Four major families of mammalian HSPs, classified into hsp90 hsp70 and hsp60 family on the basis of their size and small hsps includes hsp27. The study will focus on the role of hsp70 family in tumor development and apoptosis, which is more abundant than other and is probably well known in literature. The hsp70 family is evolutionary conserved group of proteins which express in all organisms. There are several isoform of hsp70, two in prokaryotes (seaton and vickery 1994) eight in mice and eleven in humans (R Tavaria et al). These proteins are highly abundant and consisting upto 2% of total cellular proteins (Anderson et al 1993). Hsp70 expressed in all cellular compartments such as cytosol, nucleus, mitochondria and ER lumen where they assisted proper folding and refolding of nascent polypeptide chain. Over expressed hsp70 in cytosol transported to nucleus and act protective transcriptional machinery under stress. In human/mice, there are two isoform of hsp70 that are hsp72/hsp73. Hsp73 constitutively expressed in all most all mammalian cells and referred as hsp73 and its expression increases many fold under-stresses. Further, over expression of hsp72 is mainly due to different stressors.
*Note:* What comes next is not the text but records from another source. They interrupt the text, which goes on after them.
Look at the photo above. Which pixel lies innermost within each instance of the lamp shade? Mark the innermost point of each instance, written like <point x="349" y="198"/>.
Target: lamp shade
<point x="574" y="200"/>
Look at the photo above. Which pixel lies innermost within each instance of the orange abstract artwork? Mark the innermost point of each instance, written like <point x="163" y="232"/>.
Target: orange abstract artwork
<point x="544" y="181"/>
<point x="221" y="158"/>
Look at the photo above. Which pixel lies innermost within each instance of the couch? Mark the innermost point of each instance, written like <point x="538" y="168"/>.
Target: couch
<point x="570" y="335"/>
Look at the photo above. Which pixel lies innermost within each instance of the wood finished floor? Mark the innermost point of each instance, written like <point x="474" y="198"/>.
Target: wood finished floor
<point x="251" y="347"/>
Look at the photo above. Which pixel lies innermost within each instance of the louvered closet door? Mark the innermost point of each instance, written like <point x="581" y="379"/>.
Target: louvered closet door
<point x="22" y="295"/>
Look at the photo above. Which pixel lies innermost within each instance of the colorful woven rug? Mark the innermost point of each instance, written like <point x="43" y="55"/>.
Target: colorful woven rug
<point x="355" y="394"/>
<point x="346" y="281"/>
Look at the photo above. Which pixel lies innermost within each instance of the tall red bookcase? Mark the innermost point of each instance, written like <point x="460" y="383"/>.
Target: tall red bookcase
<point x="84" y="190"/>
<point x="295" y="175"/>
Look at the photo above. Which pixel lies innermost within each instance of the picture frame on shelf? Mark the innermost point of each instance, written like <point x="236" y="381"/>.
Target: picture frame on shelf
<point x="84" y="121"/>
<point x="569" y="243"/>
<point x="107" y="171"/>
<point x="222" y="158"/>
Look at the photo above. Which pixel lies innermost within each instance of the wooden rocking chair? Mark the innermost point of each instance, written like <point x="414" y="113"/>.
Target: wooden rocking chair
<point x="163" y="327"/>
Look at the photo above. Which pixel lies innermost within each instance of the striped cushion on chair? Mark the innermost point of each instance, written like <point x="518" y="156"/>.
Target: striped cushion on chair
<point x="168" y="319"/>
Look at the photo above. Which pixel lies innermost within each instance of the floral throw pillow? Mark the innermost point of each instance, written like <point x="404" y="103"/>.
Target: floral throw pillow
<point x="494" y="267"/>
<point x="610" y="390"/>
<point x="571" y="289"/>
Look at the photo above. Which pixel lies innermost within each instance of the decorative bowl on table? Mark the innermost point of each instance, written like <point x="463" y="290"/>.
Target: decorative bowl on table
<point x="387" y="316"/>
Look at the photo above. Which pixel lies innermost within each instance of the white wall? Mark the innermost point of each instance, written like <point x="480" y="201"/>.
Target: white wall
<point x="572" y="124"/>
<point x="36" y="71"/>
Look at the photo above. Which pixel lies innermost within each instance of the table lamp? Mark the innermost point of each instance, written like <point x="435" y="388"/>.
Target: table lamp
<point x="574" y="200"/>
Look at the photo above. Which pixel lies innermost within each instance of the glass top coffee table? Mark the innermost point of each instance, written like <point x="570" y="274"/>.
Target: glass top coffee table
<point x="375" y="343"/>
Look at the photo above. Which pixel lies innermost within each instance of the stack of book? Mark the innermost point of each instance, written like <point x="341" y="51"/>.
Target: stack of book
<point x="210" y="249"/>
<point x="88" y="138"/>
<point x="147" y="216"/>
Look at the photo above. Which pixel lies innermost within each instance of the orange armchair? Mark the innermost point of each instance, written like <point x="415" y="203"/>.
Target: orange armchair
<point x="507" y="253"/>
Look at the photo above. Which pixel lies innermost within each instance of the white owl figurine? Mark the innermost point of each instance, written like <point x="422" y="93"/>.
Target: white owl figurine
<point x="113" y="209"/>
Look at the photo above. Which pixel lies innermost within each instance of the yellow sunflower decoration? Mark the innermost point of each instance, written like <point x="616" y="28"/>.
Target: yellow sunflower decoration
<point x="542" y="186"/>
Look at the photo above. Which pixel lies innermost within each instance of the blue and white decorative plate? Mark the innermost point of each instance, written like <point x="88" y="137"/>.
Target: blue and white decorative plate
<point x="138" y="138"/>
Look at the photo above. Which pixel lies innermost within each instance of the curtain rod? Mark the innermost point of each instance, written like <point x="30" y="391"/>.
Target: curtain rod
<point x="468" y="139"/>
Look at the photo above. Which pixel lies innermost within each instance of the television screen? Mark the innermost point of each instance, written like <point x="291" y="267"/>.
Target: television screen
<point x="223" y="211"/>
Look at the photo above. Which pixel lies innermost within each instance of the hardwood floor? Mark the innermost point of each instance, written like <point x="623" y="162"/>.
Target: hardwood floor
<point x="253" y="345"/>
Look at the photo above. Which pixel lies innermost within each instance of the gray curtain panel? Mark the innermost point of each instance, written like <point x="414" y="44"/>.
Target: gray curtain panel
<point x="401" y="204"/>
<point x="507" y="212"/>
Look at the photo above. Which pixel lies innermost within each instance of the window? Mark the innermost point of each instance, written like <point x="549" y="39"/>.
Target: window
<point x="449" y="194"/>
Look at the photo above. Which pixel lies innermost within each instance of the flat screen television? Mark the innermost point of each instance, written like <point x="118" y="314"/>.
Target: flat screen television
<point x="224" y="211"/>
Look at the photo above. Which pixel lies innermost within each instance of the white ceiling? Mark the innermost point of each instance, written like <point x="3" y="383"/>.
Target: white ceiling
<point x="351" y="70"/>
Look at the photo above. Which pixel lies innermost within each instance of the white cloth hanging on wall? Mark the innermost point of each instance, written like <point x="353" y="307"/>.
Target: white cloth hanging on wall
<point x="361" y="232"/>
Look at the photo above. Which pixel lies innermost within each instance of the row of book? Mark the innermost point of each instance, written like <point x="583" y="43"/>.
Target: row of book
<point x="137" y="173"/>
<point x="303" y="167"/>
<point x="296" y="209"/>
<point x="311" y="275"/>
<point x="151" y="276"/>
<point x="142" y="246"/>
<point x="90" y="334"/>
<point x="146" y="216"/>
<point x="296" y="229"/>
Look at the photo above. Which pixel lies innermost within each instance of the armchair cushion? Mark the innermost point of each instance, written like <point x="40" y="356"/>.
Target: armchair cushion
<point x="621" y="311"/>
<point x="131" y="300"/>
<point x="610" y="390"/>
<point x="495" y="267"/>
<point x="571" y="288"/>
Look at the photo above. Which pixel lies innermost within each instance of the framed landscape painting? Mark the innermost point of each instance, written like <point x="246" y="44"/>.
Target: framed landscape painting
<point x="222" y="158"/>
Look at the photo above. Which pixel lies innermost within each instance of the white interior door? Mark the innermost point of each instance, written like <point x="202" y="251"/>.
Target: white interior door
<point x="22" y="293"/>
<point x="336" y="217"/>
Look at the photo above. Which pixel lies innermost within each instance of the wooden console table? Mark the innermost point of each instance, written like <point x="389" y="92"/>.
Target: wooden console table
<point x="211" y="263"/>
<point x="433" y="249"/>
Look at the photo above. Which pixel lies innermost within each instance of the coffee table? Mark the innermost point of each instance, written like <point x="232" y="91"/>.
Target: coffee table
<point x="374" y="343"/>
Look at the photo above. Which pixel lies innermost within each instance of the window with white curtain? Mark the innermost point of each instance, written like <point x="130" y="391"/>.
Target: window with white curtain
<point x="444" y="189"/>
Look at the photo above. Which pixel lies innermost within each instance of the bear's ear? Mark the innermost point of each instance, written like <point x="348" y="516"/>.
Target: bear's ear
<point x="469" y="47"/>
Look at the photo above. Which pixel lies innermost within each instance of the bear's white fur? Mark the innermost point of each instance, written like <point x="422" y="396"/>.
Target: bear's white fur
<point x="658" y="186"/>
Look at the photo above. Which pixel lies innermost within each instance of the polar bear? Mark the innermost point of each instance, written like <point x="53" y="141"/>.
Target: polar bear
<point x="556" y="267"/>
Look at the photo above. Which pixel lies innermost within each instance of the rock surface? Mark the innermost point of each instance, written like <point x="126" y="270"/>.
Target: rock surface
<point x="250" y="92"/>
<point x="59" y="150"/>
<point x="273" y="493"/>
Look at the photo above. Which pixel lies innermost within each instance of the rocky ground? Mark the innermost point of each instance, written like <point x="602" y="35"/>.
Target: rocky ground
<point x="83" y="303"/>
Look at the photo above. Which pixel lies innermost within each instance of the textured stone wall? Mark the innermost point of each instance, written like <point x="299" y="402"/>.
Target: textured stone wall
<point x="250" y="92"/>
Moreover, all HSPs expression increases during stress but expression of hsp72 most closely correlates with the development of thermo-tolerance (Li et al. 1982, Laszylo and Li 1985, Li 1985), however inhibition of HSPs, hsp70 expression or modulating its function renders cells extremely sensitive to heat shock (Johnston and kucey 1988, Riabowol et al. 1988).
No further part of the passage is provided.